“That’s only a prelude to good luck,” said Myddleton West, with new optimism. He seemed to be taking cheerful views of the world; appeared brighter than in the old days, and the lad felt inclined to resent it. “Providence is very fair in a general way.”
Turning into a dim, insignificant passage off Fleet Street, they found a doorway, as if by accident, which led them (also, as it seemed, by a series of misadventures) to a square old-fashioned dining-room of the early Victorian type. Several men were seated at the wooden tables eating; two or three Americans with note-books were being supplied by one of the old waiters with a quantity of new and incorrect information about the old eating-house, enlivened by rare anecdotes of celebrities. In five minutes there was set before West and Robert Lancaster a small mountain made up of admirable strata of pigeons, of oysters, and of steak. Robert began by gazing absently at the dish before him, and thinking about Trixie; the smell of appetizing food changed his thoughts, and he presently set to with admirable appetite.

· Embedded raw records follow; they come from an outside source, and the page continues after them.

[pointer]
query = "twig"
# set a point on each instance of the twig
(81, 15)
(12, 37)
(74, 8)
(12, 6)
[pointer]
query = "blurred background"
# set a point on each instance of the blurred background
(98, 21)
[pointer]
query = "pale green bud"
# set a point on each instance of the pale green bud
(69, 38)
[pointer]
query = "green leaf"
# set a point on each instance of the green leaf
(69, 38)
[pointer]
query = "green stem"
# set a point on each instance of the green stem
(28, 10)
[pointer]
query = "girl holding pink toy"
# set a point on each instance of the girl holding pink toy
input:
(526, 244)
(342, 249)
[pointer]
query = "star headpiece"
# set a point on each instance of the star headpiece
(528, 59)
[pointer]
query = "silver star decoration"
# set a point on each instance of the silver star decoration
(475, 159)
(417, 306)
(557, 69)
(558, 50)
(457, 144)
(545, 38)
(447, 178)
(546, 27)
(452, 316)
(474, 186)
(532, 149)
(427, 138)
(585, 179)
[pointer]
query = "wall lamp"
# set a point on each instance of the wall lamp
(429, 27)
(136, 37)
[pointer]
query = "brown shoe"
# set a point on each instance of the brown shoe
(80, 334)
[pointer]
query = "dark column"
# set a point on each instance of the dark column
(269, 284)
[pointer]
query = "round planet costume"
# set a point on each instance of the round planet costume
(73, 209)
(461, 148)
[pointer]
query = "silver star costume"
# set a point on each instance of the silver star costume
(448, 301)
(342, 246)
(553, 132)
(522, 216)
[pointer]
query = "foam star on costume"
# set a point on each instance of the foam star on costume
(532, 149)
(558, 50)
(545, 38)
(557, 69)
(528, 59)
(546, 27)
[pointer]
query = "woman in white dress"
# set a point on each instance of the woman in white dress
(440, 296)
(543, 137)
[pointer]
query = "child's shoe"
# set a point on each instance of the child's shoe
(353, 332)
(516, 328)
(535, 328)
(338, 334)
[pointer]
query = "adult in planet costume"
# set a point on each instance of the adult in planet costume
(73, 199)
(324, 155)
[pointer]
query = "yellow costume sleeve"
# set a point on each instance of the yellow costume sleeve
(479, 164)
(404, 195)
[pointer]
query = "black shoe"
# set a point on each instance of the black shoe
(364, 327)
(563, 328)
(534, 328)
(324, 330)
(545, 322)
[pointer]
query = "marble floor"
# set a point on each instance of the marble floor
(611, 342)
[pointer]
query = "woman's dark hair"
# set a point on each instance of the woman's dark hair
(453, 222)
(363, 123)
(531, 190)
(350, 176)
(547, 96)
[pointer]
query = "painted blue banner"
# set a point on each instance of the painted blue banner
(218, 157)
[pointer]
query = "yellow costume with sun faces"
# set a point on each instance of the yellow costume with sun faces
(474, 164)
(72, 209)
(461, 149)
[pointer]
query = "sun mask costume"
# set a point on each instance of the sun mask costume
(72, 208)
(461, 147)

“My great news can easily be told,” said Myddleton West across the table. “I was married last week.”
“Good business!” remarked Robert. “Who is the lady, sir?”
“There is but one.”
“But I thought she’d decided—”
“They never do that,” remarked West.
“She used to like talking about you, sir, to me when I was in the hospital. I always thought it would ’appen some day.”

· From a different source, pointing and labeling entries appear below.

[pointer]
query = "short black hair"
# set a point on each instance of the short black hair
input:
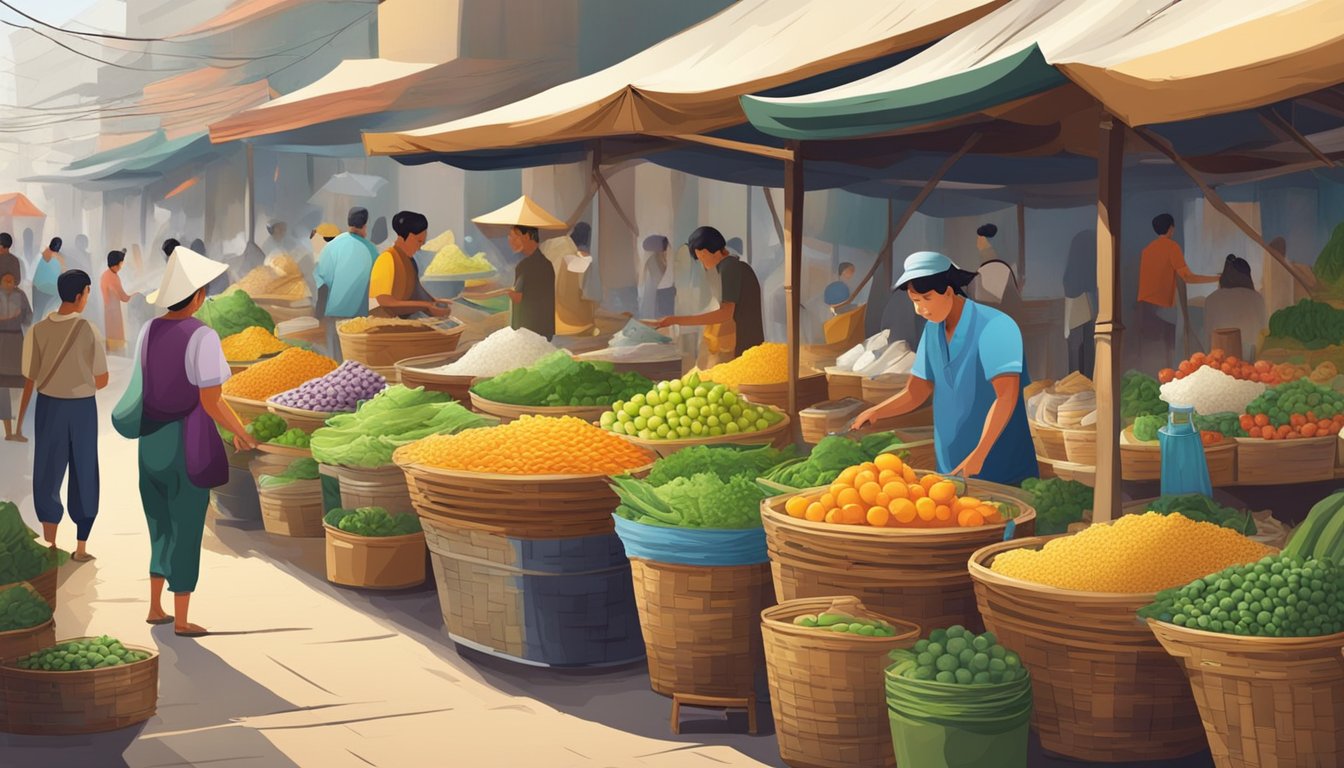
(409, 222)
(186, 301)
(953, 277)
(706, 238)
(71, 284)
(582, 234)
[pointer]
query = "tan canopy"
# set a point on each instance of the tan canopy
(692, 81)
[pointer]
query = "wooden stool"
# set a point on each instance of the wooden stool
(712, 702)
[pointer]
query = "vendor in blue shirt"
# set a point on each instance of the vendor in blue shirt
(971, 361)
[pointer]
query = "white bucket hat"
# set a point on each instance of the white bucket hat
(187, 273)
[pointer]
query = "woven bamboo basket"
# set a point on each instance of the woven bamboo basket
(299, 417)
(778, 435)
(418, 373)
(383, 487)
(246, 409)
(1265, 702)
(812, 389)
(1285, 462)
(382, 350)
(702, 626)
(915, 573)
(88, 701)
(1144, 460)
(540, 601)
(1048, 440)
(43, 584)
(1104, 687)
(843, 384)
(829, 709)
(374, 562)
(507, 412)
(293, 510)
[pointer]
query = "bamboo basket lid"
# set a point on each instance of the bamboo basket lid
(512, 412)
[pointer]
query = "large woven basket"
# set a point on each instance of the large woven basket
(778, 435)
(1265, 702)
(702, 626)
(1104, 687)
(374, 562)
(89, 701)
(825, 687)
(507, 412)
(293, 510)
(382, 350)
(915, 573)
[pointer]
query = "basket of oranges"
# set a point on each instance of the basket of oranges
(895, 538)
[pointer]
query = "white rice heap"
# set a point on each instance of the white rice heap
(1210, 392)
(503, 350)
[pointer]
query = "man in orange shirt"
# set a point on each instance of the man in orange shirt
(1160, 264)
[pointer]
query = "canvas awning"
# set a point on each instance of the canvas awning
(1143, 61)
(692, 81)
(371, 93)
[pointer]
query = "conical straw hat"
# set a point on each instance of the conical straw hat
(522, 213)
(187, 272)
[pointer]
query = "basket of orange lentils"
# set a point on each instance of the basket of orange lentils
(895, 538)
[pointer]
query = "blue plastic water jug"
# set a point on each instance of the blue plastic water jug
(1184, 467)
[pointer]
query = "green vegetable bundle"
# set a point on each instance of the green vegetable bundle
(1140, 396)
(1058, 502)
(234, 312)
(22, 557)
(1313, 323)
(22, 608)
(81, 655)
(702, 501)
(372, 522)
(1204, 510)
(558, 379)
(399, 414)
(1278, 596)
(831, 456)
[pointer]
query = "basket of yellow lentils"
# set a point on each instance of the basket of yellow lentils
(761, 375)
(247, 392)
(1104, 686)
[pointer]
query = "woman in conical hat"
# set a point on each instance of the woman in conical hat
(172, 408)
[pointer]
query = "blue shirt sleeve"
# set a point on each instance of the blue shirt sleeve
(924, 353)
(1000, 347)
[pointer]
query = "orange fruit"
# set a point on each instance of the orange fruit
(889, 462)
(852, 514)
(942, 491)
(878, 517)
(926, 509)
(903, 511)
(868, 492)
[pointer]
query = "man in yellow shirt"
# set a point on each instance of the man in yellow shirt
(1159, 266)
(394, 288)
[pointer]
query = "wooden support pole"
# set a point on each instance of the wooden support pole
(793, 271)
(1216, 201)
(1109, 330)
(914, 206)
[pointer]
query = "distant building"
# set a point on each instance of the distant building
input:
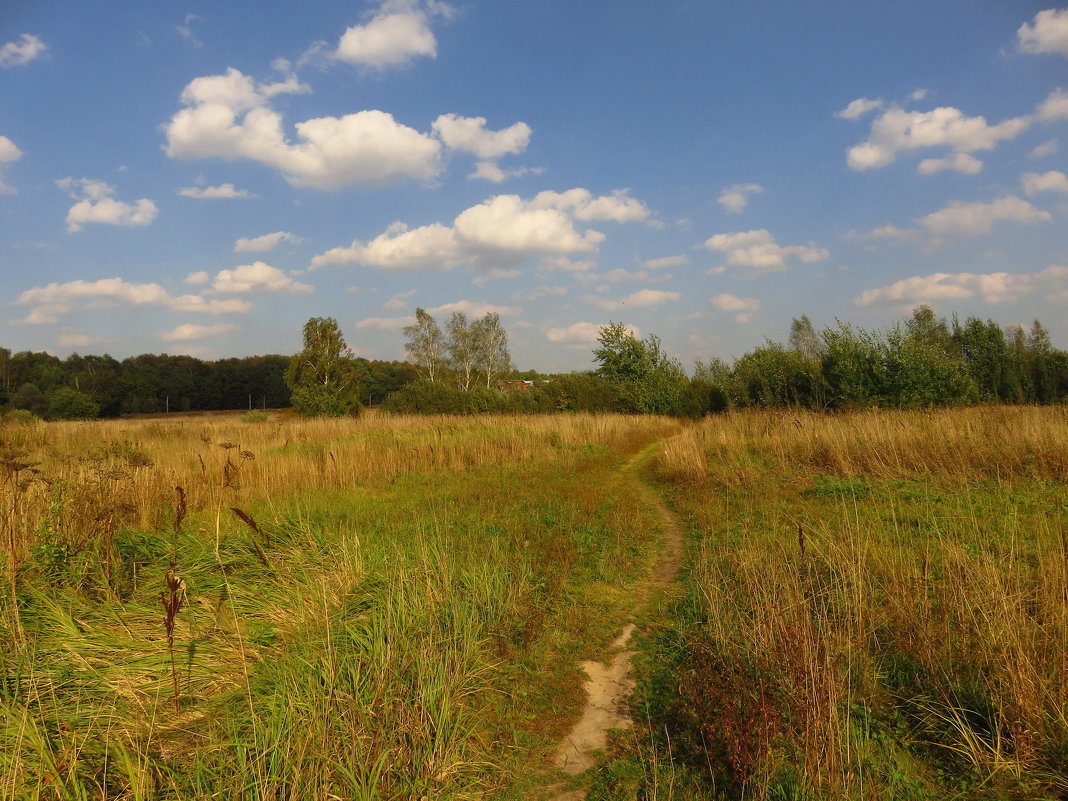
(517, 386)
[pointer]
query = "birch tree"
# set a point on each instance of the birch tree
(426, 345)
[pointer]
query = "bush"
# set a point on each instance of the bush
(69, 404)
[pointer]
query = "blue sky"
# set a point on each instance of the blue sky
(203, 177)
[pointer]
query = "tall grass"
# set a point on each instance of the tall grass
(396, 612)
(877, 606)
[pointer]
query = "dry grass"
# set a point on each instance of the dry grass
(878, 602)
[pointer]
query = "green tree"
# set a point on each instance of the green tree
(648, 380)
(425, 346)
(490, 347)
(67, 403)
(324, 378)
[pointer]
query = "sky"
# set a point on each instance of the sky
(202, 177)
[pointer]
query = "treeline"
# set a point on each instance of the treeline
(85, 387)
(923, 361)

“I’m ordered out to some God-forsaken place in Siberia,” said Myddleton West. “They are making a new railway, and there’s a lot of excitement, I believe. Miss Margaret was good enough to insist upon marrying me, before I went. When I come back my wife will give up her nursing business and we are going to settle down and enjoy life.”
“Good deal to be said for the old fashions,” said Robert wisely. “Independence is all very well, but I don’t like to see it carried too far. Not with the ladies at any rate,” he added.